As recently as a year ago, the oil market was in a panic about changes to the kind of fuel that ships must burn.

A senior executive called the switch the biggest change to the oil industry ever. Traders were anticipating a bonanza. The shipping industry was warning about potential accidents. Volatility in air-fuel, trucking and other costs were being touted.

While some of those concerns linger, things have subsequently calmed down a little. This story looks at why and what’s likely to happen next.

Crude Shift

The regulations from the UN’s International Maritime Organization, which start in January, require ships to burn fuel containing less sulfur. That makes life difficult for refineries because residual oil -- the stuff that vessels mostly use today -- often has high concentrations of the substance.

Part of the panic has been addressed by a shift in the type of crude that’s being pumped out of the ground globally. Much of it is now less dense and contains less sulfur, lowering the pressure on refineries to find a way to remove the pollutant blamed for causing acid rain and aggravating human health conditions like asthma.

Shale oil production has surged in the U.S., while supply of medium and heavy crudes containing more sulfur has ebbed due to sanctions on Iran, the collapse of Venezuela, and OPEC’s persisting output cuts. The end result -- say analysts at Wood Mackenzie Ltd., Facts Global Energy, Energy Aspects Ltd. and JBC Energy GmbH -- has been curbed supplies of the heavier, sulfurous ship fuel that owners will be mostly barred from buying next year. That’s eased fears of a huge oversupply.
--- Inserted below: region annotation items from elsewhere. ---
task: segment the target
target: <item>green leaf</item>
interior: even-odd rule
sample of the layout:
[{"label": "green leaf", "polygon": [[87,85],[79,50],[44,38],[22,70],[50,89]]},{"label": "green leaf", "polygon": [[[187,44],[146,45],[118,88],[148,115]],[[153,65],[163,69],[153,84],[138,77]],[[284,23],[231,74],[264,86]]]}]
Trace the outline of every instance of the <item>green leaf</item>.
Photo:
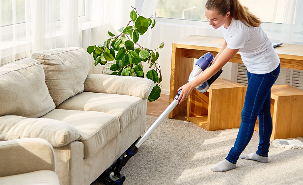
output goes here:
[{"label": "green leaf", "polygon": [[136,74],[139,76],[142,76],[144,74],[142,68],[138,64],[135,65],[134,67],[134,71]]},{"label": "green leaf", "polygon": [[151,18],[149,18],[147,19],[147,20],[148,21],[148,26],[149,27],[152,24],[152,20]]},{"label": "green leaf", "polygon": [[137,42],[138,40],[139,33],[138,33],[138,31],[134,30],[134,32],[133,33],[133,40],[134,42]]},{"label": "green leaf", "polygon": [[112,55],[113,57],[115,58],[115,55],[116,55],[116,52],[115,52],[115,50],[112,48],[111,48],[109,49],[109,53],[112,54]]},{"label": "green leaf", "polygon": [[[132,50],[128,51],[128,54],[131,57],[132,62],[135,64],[138,64],[140,62],[140,59],[139,58],[139,55],[137,52]],[[130,59],[130,60],[131,59]]]},{"label": "green leaf", "polygon": [[120,48],[124,48],[125,49],[126,49],[126,46],[125,47],[125,46],[124,46],[124,44],[123,43],[120,44],[120,45],[119,45],[119,46]]},{"label": "green leaf", "polygon": [[118,65],[119,66],[119,67],[120,68],[122,68],[124,67],[123,66],[123,61],[122,60],[119,61]]},{"label": "green leaf", "polygon": [[138,55],[140,53],[140,52],[141,51],[141,49],[139,48],[137,48],[135,49],[135,51],[137,52],[137,53],[138,53]]},{"label": "green leaf", "polygon": [[131,40],[127,40],[125,41],[125,45],[132,46],[133,48],[135,46],[135,45],[134,44],[134,42]]},{"label": "green leaf", "polygon": [[148,71],[146,73],[146,77],[154,81],[154,83],[156,83],[158,80],[158,73],[154,69],[152,69]]},{"label": "green leaf", "polygon": [[119,39],[118,40],[117,40],[116,42],[115,43],[115,47],[116,48],[118,48],[119,47],[119,45],[121,44],[121,43],[122,43],[122,40]]},{"label": "green leaf", "polygon": [[152,27],[151,28],[151,29],[152,29],[155,26],[155,25],[156,24],[156,20],[155,20],[153,18],[152,18]]},{"label": "green leaf", "polygon": [[108,45],[107,44],[108,43],[108,40],[106,40],[105,41],[104,41],[104,47],[105,47],[105,48],[107,48],[108,47]]},{"label": "green leaf", "polygon": [[133,30],[134,30],[133,29],[130,29],[128,30],[128,31],[127,31],[127,33],[129,34],[130,35],[131,39],[132,38],[132,32]]},{"label": "green leaf", "polygon": [[125,50],[121,49],[118,52],[116,56],[116,60],[122,60],[123,58],[123,57],[125,55]]},{"label": "green leaf", "polygon": [[132,20],[134,21],[136,20],[136,19],[137,18],[137,14],[134,10],[131,11],[130,16]]},{"label": "green leaf", "polygon": [[117,40],[115,40],[112,42],[112,48],[114,49],[115,50],[117,51],[119,51],[119,49],[120,49],[120,47],[118,47],[116,48],[115,46],[115,44],[116,43],[116,42],[117,41]]},{"label": "green leaf", "polygon": [[140,59],[147,59],[150,56],[149,52],[146,50],[142,50],[139,53],[139,57]]},{"label": "green leaf", "polygon": [[95,49],[95,47],[94,47],[94,46],[90,45],[87,47],[87,49],[86,49],[86,51],[90,54],[91,54],[92,53],[94,52],[94,49]]},{"label": "green leaf", "polygon": [[126,27],[123,30],[123,33],[126,33],[127,32],[127,31],[131,29],[132,28],[132,26],[130,26]]},{"label": "green leaf", "polygon": [[[106,59],[104,58],[104,56],[103,56],[103,54],[101,55],[101,57],[100,57],[100,59],[102,62],[105,62],[106,61]],[[106,63],[105,63],[106,64]]]},{"label": "green leaf", "polygon": [[119,31],[119,32],[122,32],[122,31],[123,31],[123,29],[124,28],[124,27],[122,27],[121,28],[120,28],[120,29],[118,30],[118,31]]},{"label": "green leaf", "polygon": [[96,61],[95,61],[95,66],[97,66],[97,65],[100,62],[100,56],[99,56],[97,57],[97,59],[96,60]]},{"label": "green leaf", "polygon": [[144,17],[139,16],[136,20],[135,26],[139,33],[143,34],[148,28],[148,22]]},{"label": "green leaf", "polygon": [[103,51],[103,49],[100,48],[98,47],[95,48],[95,51],[96,52],[96,53],[97,54],[100,54],[102,53]]},{"label": "green leaf", "polygon": [[93,52],[93,56],[94,57],[94,59],[96,60],[96,59],[97,57],[96,57],[96,52],[95,50],[94,50],[94,52]]},{"label": "green leaf", "polygon": [[159,58],[159,53],[156,52],[156,58],[155,58],[154,59],[155,59],[155,61],[157,61]]},{"label": "green leaf", "polygon": [[116,35],[114,35],[111,32],[109,31],[108,31],[108,35],[109,35],[109,36],[110,36],[111,37],[115,37],[115,36],[116,36]]},{"label": "green leaf", "polygon": [[160,97],[161,95],[161,89],[160,87],[158,86],[154,87],[152,90],[151,93],[148,96],[148,101],[152,102],[157,99]]},{"label": "green leaf", "polygon": [[110,69],[112,71],[117,71],[119,69],[119,66],[117,65],[116,64],[113,64],[111,66]]},{"label": "green leaf", "polygon": [[127,39],[127,38],[125,37],[125,35],[123,35],[121,37],[121,39],[122,39],[122,41],[124,42],[126,41],[127,40],[128,40],[128,39]]},{"label": "green leaf", "polygon": [[126,53],[122,59],[122,66],[124,67],[127,66],[129,64],[129,58],[128,56],[129,54]]},{"label": "green leaf", "polygon": [[122,72],[121,73],[121,75],[122,76],[128,76],[129,75],[129,72],[128,70],[126,68],[124,68],[122,71]]},{"label": "green leaf", "polygon": [[117,73],[117,75],[121,75],[121,74],[122,73],[122,71],[123,70],[123,69],[120,69],[120,70],[119,70],[118,72]]},{"label": "green leaf", "polygon": [[160,49],[161,48],[163,48],[163,47],[164,47],[164,42],[161,42],[161,44],[160,44],[160,45],[159,45],[159,48],[160,48]]},{"label": "green leaf", "polygon": [[112,61],[115,59],[113,56],[112,55],[112,54],[111,54],[109,52],[105,52],[104,53],[104,56],[107,60]]}]

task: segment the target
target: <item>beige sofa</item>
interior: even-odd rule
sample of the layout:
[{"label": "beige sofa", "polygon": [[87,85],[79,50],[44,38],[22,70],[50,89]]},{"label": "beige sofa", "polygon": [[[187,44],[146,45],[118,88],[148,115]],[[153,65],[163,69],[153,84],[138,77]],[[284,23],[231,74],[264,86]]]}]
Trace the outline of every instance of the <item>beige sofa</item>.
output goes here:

While that shift in crude output should result in less high-sulfur fuel oil, it raises a different question: will producing the new, cleaner fuels that ships need also become easier?

The short answer is yes, at least a little bit, according to Wood Mackenzie. Overall, the crude coming out the ground in 2020 has a slightly higher yield of the middle-distillate type fuels that will be used by ships, according to an analysis by the firm comparing the market with 2016. One concern, though, is that the abundance of lighter crudes also risks creating a glut of naphtha, a product used to make gasoline and petrochemicals.